There is a theory that is picking up some traction that one of the reasons for Prime Minister Patrick Manning's decision to call a snap general election is that it might be better for him to lose the poll and allow the Opposition to inherit the bitter chalice of an empty Treasury. This is one of the more implausible explanations for what is as yet a difficult decision to comprehend. It is implausible because whichever political party forms the next Government after the general election will preside over a Treasury which, while not bursting at the seams, is a very long way from being empty. T&T's net official reserves in December 2009 amounted to US$8.7 billion. This was the equivalent of approximately 12.4 months of prospective imports of goods and non-factor services.
While this is a long way from the US$9.8 billion in net official reserves that the Central Bank recorded in December 2008, the country should be clear that T&T's reserves have declined because it is earning less money today from its energy exports than it did in the halcyon days of 2008. The statistics also mean that while this country is exporting less than at the peak, its demand for imports has also declined substantially as a result of the siege mentality that many people in the country have adopted. People who are fearful that the new administration will inherit an empty Treasury should also be assured by the fact that T&T's foreign reserves exclude the US$3 billion that is being held in the Heritage and Stabilisation Fund (HSF).

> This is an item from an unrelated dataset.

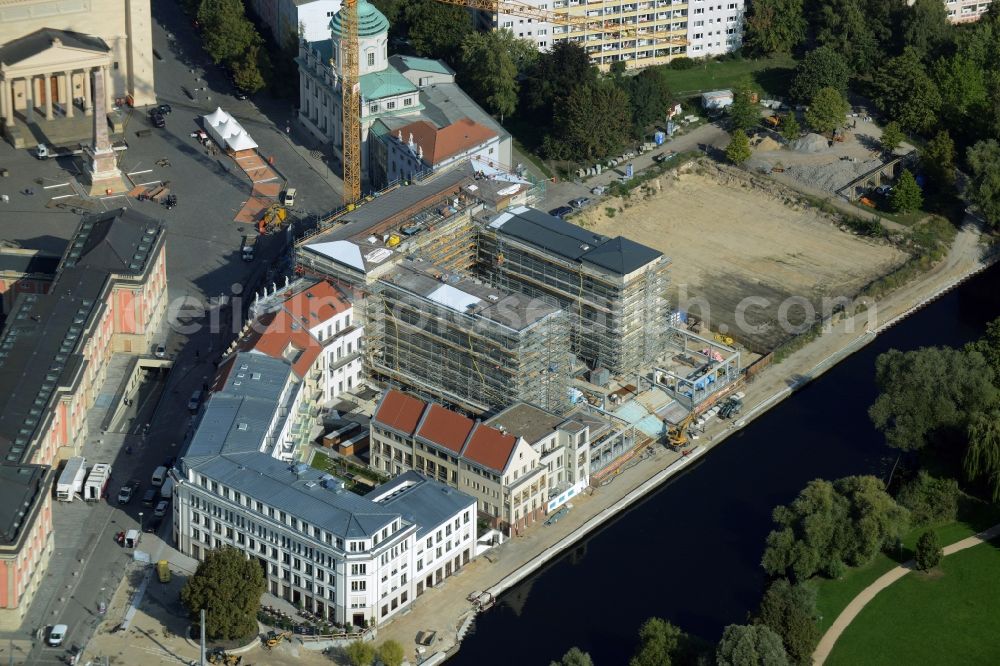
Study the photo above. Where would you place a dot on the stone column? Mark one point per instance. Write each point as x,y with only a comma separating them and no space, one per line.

It would seem that this Government has opted to emphasise the heritage element of the fund rather than the stabilisation element, although one of the specific purposes for which the HSF was established was to "cushion the impact on or sustain public expenditure capacity during periods of revenue downturn whether caused by a fall in prices of crude oil or natural gas." The rules of the HSF allow the Government to withdraw monies from the fund when the petroleum revenues collected in any financial year fall below the estimated petroleum revenues for that financial year by at least ten per cent. According to the January 2010 Economic Bulletin, a document produced by the Central Bank, the Government collected $15.9 billion in oil revenues in the 2009 fiscal year–from October 2008 to September 2009. This was about half as much as the $30.2 billion that it collected for the 12-month period ending September 2008. The rules of the HSF allow a government to make withdrawals from the fund of either 60 per cent of the amount of the shortfall of petroleum revenues for that year or 25 per cent of the balance in the fund at the beginning of the year, whichever is the lesser amount.

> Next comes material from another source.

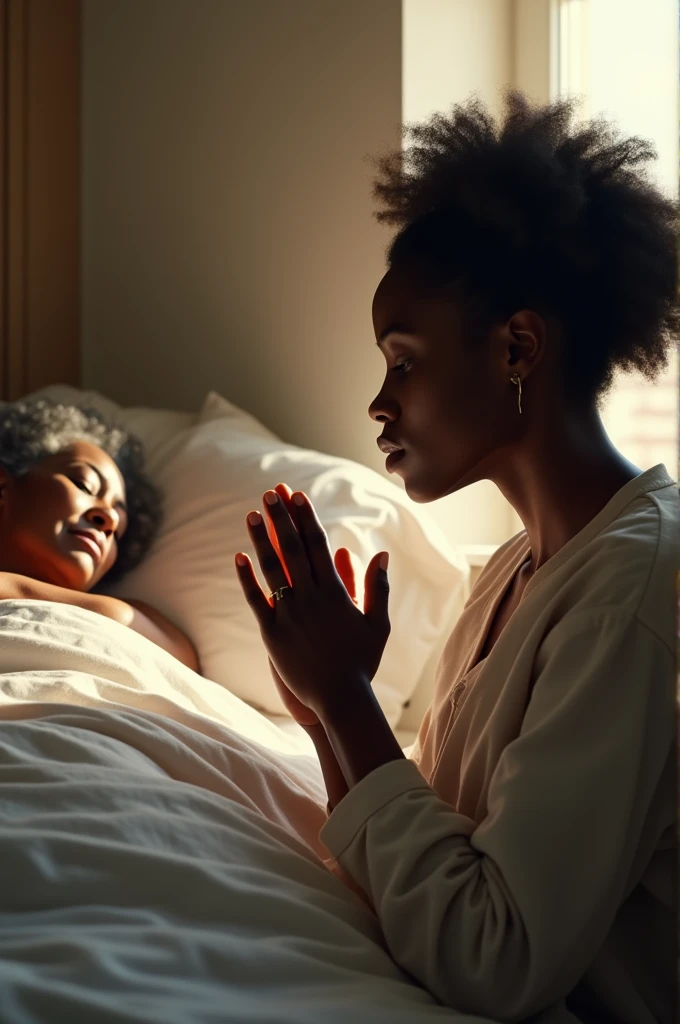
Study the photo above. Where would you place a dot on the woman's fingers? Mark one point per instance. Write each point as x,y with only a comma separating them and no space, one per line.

The Government could have tapped the HSF for $4.5 billion (which would have been 25 per cent of the total in the fund). Instead, the Government chose to fund the $7.5 billion fiscal deficit largely by accessing the local capital market–which is starved of access to high-quality, TT dollar investments–and by drawing down on some of its TT dollar balances with the Central Bank. In other words, even despite the perceived excesses of the Government during the period of the so-called natural gas boom, with prudent management of its resources T&T in 2010 is a long way away from 1986 when the ruling PNM was swept away by the National Alliance for Reconstruction, led by then Prime Minister ANR Robinson. This is not to say that whichever party forms the Government after the upcoming general election will have an easy sailing. It is simply to make the point that any comparison between 1986 and 2010 is bound to flounder on the sharp rocks of the facts of T&T's recent economic history.